De legende van Repelsteeltje is misschien een volksherinnering aan deze misvatting over de krachten van de alchemisten maar het verhaal op zich kan al veel ouder zijn. Het was de verandering van de menselijk geest die het echte doel vormde van de alchemist, ofschoon veel van hen goede chemici waren. Veel van deze praktijken zijn door middel van verhalen boven water gekomen, maar de waarheden er achter zijn allang vergeten.

Ieder van ons herkent ongetwijfeld onmiddellijk het meesterwerk van Da Vinci; het Laatste Avondmaal, maar hoeveel van ons zien dat de "meester" in dit grootse schilderij de brenger van dood en verderf heeft afgebeeld, namelijk gemorst zout op de tafel voor de Goddelijke figuur?

Leonardo was waarschijnlijk net als zoveel van zijn tijdgenoten zelf amateur alchemist en kende hij veel van dergelijke kennis zoekers. Misschien heeft hij dit kleine detail wel toegevoegd als teken voor de strijd tussen de wijsheid van de ouden en de voortdurende strijd met de kerk. Er zijn meer van dergelijke verborgen "boodschappen", niet alleen in zijn werk maar ook in dat van andere Renaissance schrijvers en kunstenaars.

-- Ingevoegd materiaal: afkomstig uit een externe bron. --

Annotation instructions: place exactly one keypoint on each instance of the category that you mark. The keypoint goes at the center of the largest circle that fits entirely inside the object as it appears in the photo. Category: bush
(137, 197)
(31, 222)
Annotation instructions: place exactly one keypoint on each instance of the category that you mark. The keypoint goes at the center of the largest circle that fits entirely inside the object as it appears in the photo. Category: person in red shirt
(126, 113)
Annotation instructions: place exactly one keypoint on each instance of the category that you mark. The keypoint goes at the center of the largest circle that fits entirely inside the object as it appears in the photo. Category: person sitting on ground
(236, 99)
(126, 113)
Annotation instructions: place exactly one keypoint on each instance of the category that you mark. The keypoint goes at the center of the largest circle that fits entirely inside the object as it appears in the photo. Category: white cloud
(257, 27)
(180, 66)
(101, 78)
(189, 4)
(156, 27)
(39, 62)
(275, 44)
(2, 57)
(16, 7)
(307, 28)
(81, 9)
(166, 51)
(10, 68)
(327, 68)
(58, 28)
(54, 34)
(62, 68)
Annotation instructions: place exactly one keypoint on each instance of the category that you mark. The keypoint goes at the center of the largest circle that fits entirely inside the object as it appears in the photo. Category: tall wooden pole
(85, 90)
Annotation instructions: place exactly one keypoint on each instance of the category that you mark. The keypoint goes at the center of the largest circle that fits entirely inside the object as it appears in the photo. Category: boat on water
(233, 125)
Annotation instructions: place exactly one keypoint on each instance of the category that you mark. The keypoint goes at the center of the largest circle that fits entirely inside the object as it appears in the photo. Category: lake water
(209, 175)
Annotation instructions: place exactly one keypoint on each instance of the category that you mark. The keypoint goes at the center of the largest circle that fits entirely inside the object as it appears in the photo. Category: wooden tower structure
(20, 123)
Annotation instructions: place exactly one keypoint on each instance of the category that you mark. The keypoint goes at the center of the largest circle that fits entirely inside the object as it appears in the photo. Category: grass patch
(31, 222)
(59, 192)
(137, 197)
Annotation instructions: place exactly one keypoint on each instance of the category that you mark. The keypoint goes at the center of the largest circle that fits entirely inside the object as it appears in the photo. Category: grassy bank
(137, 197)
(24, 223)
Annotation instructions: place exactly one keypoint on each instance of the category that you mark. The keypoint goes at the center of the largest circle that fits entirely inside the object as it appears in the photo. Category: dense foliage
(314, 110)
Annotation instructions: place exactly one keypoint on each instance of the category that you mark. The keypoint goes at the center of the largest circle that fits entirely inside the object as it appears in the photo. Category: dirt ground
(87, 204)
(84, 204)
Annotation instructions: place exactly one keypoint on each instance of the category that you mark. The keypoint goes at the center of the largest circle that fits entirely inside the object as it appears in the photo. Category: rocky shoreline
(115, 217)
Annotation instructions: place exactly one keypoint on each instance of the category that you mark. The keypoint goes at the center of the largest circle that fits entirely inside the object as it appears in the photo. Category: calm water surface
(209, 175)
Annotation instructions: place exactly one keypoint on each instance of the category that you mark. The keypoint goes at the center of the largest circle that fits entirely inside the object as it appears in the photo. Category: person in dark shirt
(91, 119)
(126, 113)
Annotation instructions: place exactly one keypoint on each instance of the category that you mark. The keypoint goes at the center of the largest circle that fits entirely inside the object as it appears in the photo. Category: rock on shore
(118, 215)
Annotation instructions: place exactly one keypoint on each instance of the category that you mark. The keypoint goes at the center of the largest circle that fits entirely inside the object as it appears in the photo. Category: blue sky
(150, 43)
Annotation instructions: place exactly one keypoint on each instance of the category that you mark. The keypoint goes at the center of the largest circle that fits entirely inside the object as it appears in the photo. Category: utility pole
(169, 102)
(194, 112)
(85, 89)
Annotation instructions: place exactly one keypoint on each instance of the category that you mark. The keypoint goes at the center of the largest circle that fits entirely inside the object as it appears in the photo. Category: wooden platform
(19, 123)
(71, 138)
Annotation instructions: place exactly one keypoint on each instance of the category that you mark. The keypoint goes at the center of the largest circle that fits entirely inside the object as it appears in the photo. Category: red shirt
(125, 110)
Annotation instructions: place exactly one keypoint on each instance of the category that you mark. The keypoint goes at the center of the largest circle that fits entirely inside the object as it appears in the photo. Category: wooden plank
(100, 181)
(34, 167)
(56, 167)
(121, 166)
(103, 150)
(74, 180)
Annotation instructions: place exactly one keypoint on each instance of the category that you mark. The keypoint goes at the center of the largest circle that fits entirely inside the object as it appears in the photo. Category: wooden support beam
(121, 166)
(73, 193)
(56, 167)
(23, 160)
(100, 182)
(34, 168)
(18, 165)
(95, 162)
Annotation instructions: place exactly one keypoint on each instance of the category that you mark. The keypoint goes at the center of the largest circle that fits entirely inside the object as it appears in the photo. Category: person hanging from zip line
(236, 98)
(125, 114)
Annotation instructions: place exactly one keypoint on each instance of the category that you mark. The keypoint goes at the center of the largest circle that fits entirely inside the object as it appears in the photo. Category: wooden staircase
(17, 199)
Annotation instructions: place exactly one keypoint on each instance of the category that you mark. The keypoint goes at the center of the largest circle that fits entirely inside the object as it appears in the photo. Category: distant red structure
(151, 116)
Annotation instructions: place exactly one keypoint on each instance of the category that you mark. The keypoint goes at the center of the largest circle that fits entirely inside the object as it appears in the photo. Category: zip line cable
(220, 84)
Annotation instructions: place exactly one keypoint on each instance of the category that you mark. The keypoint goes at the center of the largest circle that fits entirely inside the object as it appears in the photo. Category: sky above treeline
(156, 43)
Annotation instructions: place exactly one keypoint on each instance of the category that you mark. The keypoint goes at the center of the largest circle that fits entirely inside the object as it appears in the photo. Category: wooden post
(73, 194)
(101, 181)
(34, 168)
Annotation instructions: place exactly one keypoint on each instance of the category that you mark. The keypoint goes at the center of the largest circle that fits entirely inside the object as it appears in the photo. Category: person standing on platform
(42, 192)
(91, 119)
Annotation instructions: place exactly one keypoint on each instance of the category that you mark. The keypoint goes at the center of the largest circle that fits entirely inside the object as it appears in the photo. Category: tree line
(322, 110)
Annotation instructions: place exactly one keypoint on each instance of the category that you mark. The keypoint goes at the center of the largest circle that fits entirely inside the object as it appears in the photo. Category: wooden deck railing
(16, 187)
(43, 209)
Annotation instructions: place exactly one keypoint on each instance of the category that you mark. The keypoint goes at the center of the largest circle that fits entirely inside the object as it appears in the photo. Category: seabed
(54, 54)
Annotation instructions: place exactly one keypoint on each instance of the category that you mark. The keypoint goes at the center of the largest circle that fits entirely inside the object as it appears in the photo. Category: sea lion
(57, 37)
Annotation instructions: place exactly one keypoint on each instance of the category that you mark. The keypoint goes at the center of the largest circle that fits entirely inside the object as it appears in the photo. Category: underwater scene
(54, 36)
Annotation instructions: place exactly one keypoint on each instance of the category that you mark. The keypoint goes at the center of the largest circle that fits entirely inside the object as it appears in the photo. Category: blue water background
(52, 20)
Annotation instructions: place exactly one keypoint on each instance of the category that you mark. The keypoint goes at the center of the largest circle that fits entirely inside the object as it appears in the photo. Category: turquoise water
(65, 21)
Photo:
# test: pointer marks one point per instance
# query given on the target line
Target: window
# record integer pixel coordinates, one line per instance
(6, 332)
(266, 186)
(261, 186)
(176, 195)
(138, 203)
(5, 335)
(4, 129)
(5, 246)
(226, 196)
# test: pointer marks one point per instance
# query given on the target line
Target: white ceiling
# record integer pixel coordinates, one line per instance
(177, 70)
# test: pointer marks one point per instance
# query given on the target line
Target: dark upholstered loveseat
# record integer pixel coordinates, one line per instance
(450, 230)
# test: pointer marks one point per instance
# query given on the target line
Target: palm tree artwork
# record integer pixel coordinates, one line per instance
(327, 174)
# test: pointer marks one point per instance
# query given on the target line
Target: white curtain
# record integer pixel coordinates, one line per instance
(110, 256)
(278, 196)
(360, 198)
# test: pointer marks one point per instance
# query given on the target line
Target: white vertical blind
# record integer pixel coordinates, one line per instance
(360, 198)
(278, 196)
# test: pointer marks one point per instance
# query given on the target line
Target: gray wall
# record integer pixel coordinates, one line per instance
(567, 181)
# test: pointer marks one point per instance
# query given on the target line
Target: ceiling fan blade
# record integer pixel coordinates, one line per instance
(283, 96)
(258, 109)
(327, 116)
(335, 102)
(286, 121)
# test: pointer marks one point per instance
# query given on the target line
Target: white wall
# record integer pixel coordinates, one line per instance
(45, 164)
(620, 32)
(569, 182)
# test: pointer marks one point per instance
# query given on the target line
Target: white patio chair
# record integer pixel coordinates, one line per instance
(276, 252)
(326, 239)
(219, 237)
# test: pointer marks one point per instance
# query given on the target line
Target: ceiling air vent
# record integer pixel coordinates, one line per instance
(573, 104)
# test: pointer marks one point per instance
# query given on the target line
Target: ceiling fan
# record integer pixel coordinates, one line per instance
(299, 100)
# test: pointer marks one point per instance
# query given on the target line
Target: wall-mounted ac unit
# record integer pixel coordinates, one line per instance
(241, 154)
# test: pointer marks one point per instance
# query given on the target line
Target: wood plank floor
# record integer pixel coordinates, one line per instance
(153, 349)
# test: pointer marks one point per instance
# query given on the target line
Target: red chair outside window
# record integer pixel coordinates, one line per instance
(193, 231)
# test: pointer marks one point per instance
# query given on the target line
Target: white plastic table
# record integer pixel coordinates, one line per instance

Pauzen zoals Innocente VIII ging in 1488 zover om Pauselijke decreten uit te vaardigen die iedere vorm van folklore of wijsheid uit te bannen. Dit voorbeeld werd ook gevolgd door andere prinsen van de kerk. Onder deze zaken vielen onder andere het verbod op helende praktijken, alle voorwerpen die als "magisch" gezien konden worden en zelfs de zwarte katten werden door een banvloek getroffen. Dit deed natuurlijk niets om de praktijken van de alchemisten, de dorpsheler en de kruidendokter stop te zetten maar het wees wel op de pogingen van het georganiseerde geloof om alle vormen van het gebruik van kennis door het "gewone" volk te verwijderen. Door alle oudere vormen van kennis te verbieden of te kleineren werden ze al gauw bespot of verwezen naar het rijk der fabelen. De Kerk dacht dat dat als de bevolking dit gedrag over nam ze al snel tot de conclusie zouden komen dat de Kerk de enige waarheid in pacht had.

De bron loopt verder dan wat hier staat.